Let’s use a custom plotting function to plot the data relationship:

>>> def mgc_plot(x, y, sim_name, mgc_dict=None, only_viz=False,
...              only_mgc=False):
...     """Plot sim and MGC-plot"""
...     if not only_mgc:
...         # simulation
...         plt.figure(figsize=(8, 8))
...         ax = plt.gca()
...         ax.set_title(sim_name + " Simulation", fontsize=20)
...         ax.scatter(x, y)
...         ax.set_xlabel('X', fontsize=15)
...         ax.set_ylabel('Y', fontsize=15)
...         ax.axis('equal')
...         ax.tick_params(axis="x", labelsize=15)
...         ax.tick_params(axis="y", labelsize=15)
...         plt.show()
...     if not only_viz:
...         # local correlation map
...         plt.figure(figsize=(8,8))
...         ax = plt.gca()
...         mgc_map = mgc_dict["mgc_map"]
...         # draw heatmap
...         ax.set_title("Local Correlation Map", fontsize=20)
...         im = ax.imshow(mgc_map, cmap='YlGnBu')
...         # colorbar
...         cbar = ax.figure.colorbar(im, ax=ax)
...         cbar.ax.set_ylabel("", rotation=-90, va="bottom")
...         ax.invert_yaxis()
...         # Turn spines off and create white grid.
...         for edge, spine in ax.spines.items():
...             spine.set_visible(False)
...         # optimal scale
...         opt_scale = mgc_dict["opt_scale"]
...         ax.scatter(opt_scale[0], opt_scale[1],
...                    marker='X', s=200, color='red')
...         # other formatting
...         ax.tick_params(bottom="off", left="off")
...         ax.set_xlabel('#Neighbors for X', fontsize=15)
...         ax.set_ylabel('#Neighbors for Y', fontsize=15)
...         ax.tick_params(axis="x", labelsize=15)
...         ax.tick_params(axis="y", labelsize=15)
...         ax.set_xlim(0, 100)
...         ax.set_ylim(0, 100)
...         plt.show()


Let’s look at some linear data first:

>>> rng = np.random.default_rng()
>>> x = np.linspace(-1, 1, num=100)
>>> y = x + 0.3 * rng.random(x.size)


The simulation relationship can be plotted below:

>>> mgc_plot(x, y, "Linear", only_viz=True)


Now, we can see the test statistic, p-value, and MGC map visualized below.
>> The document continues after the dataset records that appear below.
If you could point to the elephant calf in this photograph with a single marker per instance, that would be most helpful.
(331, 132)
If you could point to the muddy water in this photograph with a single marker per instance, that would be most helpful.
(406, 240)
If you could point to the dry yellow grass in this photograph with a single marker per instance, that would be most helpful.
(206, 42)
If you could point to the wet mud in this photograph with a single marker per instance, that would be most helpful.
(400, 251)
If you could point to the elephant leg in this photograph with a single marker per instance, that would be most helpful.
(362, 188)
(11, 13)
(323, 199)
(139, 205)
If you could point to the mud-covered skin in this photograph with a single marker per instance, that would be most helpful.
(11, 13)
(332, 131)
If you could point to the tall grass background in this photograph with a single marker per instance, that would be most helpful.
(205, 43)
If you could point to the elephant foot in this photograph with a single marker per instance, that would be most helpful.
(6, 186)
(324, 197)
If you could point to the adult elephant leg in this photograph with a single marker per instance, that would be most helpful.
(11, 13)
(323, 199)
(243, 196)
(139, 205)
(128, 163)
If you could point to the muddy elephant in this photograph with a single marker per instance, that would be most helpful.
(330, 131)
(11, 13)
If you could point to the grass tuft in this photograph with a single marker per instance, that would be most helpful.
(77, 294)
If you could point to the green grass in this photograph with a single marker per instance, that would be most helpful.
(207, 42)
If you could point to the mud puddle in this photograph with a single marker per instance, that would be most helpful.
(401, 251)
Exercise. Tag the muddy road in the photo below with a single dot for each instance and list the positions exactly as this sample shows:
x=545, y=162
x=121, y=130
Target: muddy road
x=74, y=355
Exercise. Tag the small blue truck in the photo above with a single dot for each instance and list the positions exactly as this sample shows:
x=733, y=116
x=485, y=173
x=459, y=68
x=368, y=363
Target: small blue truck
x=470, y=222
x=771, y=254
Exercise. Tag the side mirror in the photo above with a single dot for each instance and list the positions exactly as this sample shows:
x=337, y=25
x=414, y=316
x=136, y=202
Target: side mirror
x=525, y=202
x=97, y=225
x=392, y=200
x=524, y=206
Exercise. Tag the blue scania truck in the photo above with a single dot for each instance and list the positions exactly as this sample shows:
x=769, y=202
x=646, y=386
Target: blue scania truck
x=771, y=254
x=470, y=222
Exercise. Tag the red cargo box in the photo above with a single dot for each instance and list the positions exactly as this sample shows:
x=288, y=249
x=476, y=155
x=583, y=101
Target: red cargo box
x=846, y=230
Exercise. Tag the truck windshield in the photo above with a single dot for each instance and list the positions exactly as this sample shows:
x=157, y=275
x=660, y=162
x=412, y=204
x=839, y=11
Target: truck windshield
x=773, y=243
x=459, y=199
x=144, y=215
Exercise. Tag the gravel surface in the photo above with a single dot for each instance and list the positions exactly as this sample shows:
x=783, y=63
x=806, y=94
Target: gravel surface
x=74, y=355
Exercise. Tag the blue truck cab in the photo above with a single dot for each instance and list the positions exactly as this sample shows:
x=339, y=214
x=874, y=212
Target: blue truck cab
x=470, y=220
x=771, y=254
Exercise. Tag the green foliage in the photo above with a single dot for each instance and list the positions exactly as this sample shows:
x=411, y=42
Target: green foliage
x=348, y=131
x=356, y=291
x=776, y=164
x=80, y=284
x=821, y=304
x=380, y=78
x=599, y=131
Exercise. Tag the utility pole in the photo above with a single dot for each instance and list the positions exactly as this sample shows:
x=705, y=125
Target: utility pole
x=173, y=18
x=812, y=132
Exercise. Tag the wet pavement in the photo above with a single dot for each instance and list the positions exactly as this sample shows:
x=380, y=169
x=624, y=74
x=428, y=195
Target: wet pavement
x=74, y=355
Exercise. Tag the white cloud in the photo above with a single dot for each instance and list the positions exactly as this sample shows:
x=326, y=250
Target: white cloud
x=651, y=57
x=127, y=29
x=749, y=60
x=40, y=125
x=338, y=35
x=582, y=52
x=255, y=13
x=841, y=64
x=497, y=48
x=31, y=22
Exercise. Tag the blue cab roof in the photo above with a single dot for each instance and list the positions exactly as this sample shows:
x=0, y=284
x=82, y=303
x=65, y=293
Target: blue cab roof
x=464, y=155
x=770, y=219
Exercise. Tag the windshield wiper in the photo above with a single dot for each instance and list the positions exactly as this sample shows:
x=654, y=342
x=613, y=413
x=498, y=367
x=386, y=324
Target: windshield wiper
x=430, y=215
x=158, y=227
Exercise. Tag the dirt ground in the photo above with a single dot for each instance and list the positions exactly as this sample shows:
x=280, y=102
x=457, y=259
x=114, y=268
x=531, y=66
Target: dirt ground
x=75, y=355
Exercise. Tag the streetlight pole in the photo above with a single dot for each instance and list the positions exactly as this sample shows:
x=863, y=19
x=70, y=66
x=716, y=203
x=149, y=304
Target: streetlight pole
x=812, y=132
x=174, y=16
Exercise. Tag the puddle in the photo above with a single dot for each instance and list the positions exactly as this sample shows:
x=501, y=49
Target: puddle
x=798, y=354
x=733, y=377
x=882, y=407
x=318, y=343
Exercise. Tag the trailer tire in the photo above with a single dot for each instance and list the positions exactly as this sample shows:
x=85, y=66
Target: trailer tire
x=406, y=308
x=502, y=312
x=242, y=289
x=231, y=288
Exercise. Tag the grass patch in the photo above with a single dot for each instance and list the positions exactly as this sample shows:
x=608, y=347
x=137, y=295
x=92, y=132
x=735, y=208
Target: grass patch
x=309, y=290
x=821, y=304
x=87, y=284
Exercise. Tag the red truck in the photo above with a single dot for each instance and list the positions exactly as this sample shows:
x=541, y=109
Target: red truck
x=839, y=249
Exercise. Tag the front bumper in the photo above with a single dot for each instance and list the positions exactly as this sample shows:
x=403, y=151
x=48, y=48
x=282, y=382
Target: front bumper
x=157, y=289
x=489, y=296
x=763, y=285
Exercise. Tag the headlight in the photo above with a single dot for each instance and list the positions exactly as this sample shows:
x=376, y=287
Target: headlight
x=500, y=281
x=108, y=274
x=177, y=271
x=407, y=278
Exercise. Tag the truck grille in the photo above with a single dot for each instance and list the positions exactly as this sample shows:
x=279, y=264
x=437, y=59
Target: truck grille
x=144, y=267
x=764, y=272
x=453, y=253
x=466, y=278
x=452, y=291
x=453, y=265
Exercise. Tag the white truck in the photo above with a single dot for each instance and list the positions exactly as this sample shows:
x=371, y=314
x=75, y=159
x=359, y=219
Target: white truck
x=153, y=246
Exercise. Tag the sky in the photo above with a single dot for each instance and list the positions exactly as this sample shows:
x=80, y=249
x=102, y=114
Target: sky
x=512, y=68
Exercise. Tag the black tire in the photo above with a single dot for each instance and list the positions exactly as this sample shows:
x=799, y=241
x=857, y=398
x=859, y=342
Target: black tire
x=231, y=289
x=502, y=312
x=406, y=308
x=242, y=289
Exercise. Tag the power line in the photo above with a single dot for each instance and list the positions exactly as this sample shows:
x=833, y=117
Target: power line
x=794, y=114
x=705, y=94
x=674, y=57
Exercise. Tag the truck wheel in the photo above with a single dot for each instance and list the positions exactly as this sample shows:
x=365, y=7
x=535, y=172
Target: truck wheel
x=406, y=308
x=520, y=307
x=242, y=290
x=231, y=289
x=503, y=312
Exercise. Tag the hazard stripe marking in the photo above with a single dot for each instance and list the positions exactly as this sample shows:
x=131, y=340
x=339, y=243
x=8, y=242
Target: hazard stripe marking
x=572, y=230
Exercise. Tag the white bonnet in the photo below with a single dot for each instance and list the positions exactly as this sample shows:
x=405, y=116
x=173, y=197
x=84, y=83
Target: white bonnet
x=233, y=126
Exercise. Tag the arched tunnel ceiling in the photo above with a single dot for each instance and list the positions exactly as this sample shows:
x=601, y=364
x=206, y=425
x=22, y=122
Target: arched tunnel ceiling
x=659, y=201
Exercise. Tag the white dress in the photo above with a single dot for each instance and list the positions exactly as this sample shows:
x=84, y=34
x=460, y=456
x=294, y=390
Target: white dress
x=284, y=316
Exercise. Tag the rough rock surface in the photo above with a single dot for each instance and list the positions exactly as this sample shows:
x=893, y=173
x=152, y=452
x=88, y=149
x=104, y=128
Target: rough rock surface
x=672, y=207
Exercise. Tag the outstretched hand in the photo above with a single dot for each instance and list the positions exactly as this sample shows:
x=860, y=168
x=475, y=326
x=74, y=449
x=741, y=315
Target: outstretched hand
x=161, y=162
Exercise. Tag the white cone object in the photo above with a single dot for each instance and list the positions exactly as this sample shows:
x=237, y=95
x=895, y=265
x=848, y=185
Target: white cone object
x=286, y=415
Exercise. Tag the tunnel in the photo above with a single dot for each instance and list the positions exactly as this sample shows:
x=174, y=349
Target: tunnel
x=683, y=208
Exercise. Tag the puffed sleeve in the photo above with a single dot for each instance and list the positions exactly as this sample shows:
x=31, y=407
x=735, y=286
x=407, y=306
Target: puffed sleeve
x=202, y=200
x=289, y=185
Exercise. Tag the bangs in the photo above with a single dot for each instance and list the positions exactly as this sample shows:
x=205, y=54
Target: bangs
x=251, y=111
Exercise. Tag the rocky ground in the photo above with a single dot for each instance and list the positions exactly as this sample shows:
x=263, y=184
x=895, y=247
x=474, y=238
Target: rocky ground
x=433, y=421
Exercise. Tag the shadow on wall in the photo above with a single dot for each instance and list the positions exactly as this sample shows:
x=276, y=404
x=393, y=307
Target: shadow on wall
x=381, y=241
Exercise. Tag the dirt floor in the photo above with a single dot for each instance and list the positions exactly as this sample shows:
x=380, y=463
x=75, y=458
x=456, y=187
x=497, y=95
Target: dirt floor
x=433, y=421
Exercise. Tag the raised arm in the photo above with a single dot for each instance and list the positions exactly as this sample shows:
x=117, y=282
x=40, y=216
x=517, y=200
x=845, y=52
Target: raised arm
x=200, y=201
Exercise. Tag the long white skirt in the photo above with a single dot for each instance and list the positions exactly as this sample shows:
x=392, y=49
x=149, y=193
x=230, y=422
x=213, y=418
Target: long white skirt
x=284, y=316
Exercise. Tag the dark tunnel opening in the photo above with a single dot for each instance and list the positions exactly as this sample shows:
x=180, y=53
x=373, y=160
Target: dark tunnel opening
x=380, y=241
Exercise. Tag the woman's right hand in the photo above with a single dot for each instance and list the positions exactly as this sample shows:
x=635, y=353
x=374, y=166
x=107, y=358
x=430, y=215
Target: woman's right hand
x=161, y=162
The optimal scale is shown on the map as a red “x”:

>>> stat, pvalue, mgc_dict = multiscale_graphcorr(x, y)
>>> print("MGC test statistic: ", round(stat, 1))
MGC test statistic:  1.0
>>> print("P-value: ", round(pvalue, 1))
P-value:  0.0
>>> mgc_plot(x, y, "Linear", mgc_dict, only_mgc=True)


It is clear from here, that MGC is able to determine a relationship between the input data matrices because the p-value is very low and the MGC test statistic is relatively high. The MGC-map indicates a strongly linear relationship. Intuitively, this is because having more neighbors will help in identifying a linear relationship between $$x$$ and $$y$$. The optimal scale in this case is equivalent to the global scale, marked by a red spot on the map.

The same can be done for nonlinear data sets. The following $$x$$ and $$y$$ arrays are derived from a nonlinear simulation:

>>> unif = np.array(rng.uniform(0, 5, size=100))
>>> x = unif * np.cos(np.pi * unif)
>>> y = unif * np.sin(np.pi * unif) + 0.4 * rng.random(x.size)


The simulation relationship can be plotted below:

>>> mgc_plot(x, y, "Spiral", only_viz=True)


Now, we can see the test statistic, p-value, and MGC map visualized below. The optimal scale is shown on the map as a red “x”:

>>> stat, pvalue, mgc_dict = multiscale_graphcorr(x, y)
>>> print("MGC test statistic: ", round(stat, 1))
MGC test statistic:  0.2  # random
>>> print("P-value: ", round(pvalue, 1))
P-value:  0.0
>>> mgc_plot(x, y, "Spiral", mgc_dict, only_mgc=True)


It is clear from here, that MGC is able to determine a relationship again because the p-value is very low and the MGC test statistic is relatively high. The MGC-map indicates a strongly nonlinear relationship. The optimal scale in this case is equivalent to the local scale, marked by a red spot on the map.